Il me semble intéressant d’évoquer la question de confiance sur les projets à base de blockchain.
Mes pérégrinations sur les forums, actualités, Reddit et autres slacks du monde des crypto monnaies m’ont permis d’analyser les forces en présence, les points d’accrochage et les enjeux tournant autour de la confiance que nous pouvons avoir par rapport aux différents projets en cours de développement.
Et le moins que l’on puisse dire c’est que certains débats cristallisent l’ensemble des points sur lesquels les différentes communautés s’affrontent :
- Bitcoin maximalist / altcoinist (Partie 1)
- Crypto monnaie / Start-ups blockchain (Partie 2)

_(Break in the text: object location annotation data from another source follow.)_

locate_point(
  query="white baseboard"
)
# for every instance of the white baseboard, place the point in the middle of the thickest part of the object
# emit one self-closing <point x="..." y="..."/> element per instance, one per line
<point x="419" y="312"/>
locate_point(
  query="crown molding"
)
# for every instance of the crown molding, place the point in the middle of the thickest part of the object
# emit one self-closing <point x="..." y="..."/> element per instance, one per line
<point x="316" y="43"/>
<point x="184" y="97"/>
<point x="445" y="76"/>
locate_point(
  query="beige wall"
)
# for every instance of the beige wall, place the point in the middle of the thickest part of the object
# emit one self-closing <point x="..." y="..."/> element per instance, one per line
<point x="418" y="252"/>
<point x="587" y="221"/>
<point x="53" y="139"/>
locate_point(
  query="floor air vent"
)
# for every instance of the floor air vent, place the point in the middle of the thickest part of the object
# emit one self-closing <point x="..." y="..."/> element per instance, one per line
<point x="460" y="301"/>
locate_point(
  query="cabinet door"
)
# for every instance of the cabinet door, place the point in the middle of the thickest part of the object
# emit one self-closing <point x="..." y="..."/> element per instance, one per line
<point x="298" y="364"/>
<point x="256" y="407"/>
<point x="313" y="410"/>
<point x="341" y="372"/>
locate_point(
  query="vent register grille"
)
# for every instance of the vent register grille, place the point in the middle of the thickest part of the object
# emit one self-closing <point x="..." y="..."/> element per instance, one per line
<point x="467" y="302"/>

Je vais essayer dans cet article en deux parties d’être objectif quant aux intentions, aux clivages qui peuvent mener à des tensions importantes entre les différentes communautés et les différents protagonistes de ces échanges.
- Bitcoinist maximalist VS altcoinist
Tout d’abord afin de vous présenter le décor voici deux définitions simplifiées qu’il est bon de connaître avant de plonger dans la lecture de cet article :
Définitions :
Bitcoinist : Personne pensant que seul le bitcoin est digne de confiance. Tous les autres altcoins sont des shitcoins sans avenir, juste présents pour faire des pump et des dumps afin de faire gagner de l’argent aux crypto-spéculateurs.
Altcoinist : Personne pensant que certains altcoins sont des projets sérieux qui vont arriver à mener leur projet à terme et atteindre l’adoption par les utilisateurs. Généralement les altcoinists sont plus à même d’être critiques envers le bitcoin.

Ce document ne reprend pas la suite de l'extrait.